Seen here is the public Obama, who carries on the “legacy of hope,” who on his first visit to sub-Saharan Africa as President, said: “Fifty-two years ago, the eyes of the world were on Ghana. And a young preacher named Martin Luther King travelled here, to Accra, to watch the Union Jack come down and the Ghanaian flag go up. Dr. King was asked how he felt watching the birth of a nation. And he said: ‘It renews my conviction in the ultimate triumph of justice’ ” (Accra, Ghana, 11 July 2009). And there’s the Obama that speaks truth to power, who, as a Senator from Illinois told an audience in Nairobi: “In the end, if the people cannot trust their government to do the job for which it exists — to protect them and to promote their common welfare — all else is lost.” (28 August 2006).

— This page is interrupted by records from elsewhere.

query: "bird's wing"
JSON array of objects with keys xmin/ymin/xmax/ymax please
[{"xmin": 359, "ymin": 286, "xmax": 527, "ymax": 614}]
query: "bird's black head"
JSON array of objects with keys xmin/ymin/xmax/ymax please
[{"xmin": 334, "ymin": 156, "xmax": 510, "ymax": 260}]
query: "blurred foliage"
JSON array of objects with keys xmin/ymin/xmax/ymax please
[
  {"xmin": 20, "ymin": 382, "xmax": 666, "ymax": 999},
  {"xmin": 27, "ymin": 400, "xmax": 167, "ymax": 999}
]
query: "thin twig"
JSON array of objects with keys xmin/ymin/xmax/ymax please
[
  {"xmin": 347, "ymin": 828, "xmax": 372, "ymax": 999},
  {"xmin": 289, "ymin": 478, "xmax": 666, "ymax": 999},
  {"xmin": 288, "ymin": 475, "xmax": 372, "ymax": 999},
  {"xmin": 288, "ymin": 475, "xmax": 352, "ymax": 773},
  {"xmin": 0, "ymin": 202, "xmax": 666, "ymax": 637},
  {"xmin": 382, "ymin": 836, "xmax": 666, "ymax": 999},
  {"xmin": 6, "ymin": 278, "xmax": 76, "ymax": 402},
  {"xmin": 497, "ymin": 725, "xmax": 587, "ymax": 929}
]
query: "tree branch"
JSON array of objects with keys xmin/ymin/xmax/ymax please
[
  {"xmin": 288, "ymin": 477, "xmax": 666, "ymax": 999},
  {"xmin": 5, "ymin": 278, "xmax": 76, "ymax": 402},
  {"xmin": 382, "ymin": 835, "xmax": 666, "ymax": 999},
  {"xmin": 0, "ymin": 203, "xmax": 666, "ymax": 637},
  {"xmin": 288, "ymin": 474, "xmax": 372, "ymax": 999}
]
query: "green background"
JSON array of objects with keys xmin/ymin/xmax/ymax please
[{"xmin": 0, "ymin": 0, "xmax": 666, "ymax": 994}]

Artistic license doesn’t end in a merely public Obama, an event personified, but includes the personal and the kitsch, dreams and visions, sincerity and self-promotion, success and failure, the good, the bad, the beautiful, the borrowed. and — occasionally — the audaciously original. Sounds like art imitating life — and politics! When Kwame Akoto, an artist of considerable talent and vision, depicts Obama in a Kente cloth and sandals, holding a horse-tail whisk while standing in front of the American flag, the result is a collision of cross-cultural patterns and inherited meanings. But instead of crashing and burning under such a heavy load, Akoto’s symbol-wrapped, envelope-pushing image of Obama appears undaunted; in fact, he seems to hover above the fray of identity politics altogether. Classical and yet fittingly post-modern, this is a figure cut from the cloth of the Greek and Roman philosophers: rational to an extreme; calm in the face of complexity; comfortable in his own skin.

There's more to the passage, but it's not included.